The NKG2D expression on CD8+ T cells and the efficacy of polysaccharide K (PSK) in gastric cancer

Abstract

3065 Some studies suggest that the immunoreceptor NKG2D expression on CD8+ T cells is down-regulated and this reduction may be involved in immune evasion in cancer patients. The present study was designed to investigate NKG2D expression on CD8+ T lymphocytes and its relationship to immune evasion in gastric cancer patients. NKG2D expression on both circulating and tumor-infiltrating CD8+ T cells was evaluated by multicolor flow cytometry. Soluble MHC class I chain-related gene A (MICA) in the sera was quantitated by ELISA. Transwell experiments were carried out to determine the effect of cancer cells on NKG2D expression. NKG2D expression on circulating CD8+ T cells was down-regulated and significantly correlated with IFN-gamma production in gastric cancer patients (r = 0.68; P = 0.007).

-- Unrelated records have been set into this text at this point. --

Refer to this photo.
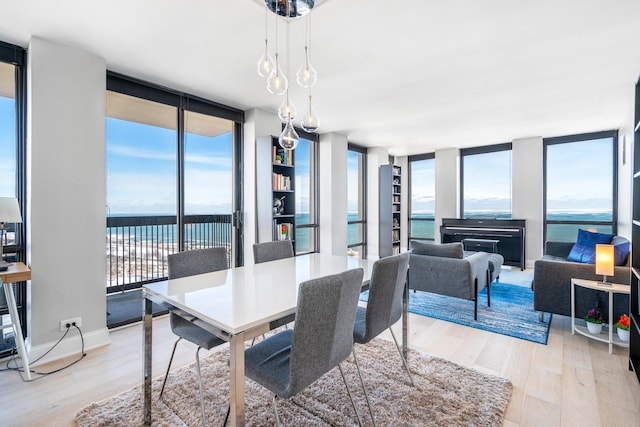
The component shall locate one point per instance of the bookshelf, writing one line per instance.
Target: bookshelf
(390, 209)
(275, 191)
(634, 306)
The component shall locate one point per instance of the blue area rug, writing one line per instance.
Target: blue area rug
(511, 312)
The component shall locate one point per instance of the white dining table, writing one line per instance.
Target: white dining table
(238, 304)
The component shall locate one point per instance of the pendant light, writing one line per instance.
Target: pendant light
(306, 76)
(289, 138)
(310, 122)
(266, 64)
(277, 82)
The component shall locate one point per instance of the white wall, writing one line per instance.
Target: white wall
(447, 188)
(66, 191)
(375, 158)
(333, 194)
(527, 192)
(257, 123)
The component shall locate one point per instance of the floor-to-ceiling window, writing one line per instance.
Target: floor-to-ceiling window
(306, 185)
(486, 181)
(422, 187)
(172, 163)
(580, 184)
(13, 174)
(356, 201)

NKG2D expression was closely related to undifferentiated cancer (P = 0.021) as was the depth of invasion (P = 0.012). There was no difference in soluble MICA between gastric cancer patients and normal controls. NKG2D expression on CD8+ T cells was remarkably reduced in the tissue of gastric cancer compared with peripheral blood (P = 0.046). Complete removal of tumor by surgery restored NKG2D expression on CD8+ T cells (P = 0.0049). Transwell experiments showed that this down-regulation was induced by direct contact between cancer cells and CD8+ T cells and that soluble factors did not affect the NKG2D expression. This phenomenon was blocked by the addition of anti-MICA antibodies. Furthermore, the NKG2D expression down-regulated by tumor cells was dose-dependently recovered by administration of non-specific immunopotentiator, polysaccharide K (PSK). Therefore, decreased NKG2D expression may be one of the key mechanisms responsible for immune evasion by tumors in gastric cancer. The NKG2D expression may be a promising biomarker for monitoring the efficacy of PSK. No significant financial relationships to disclose.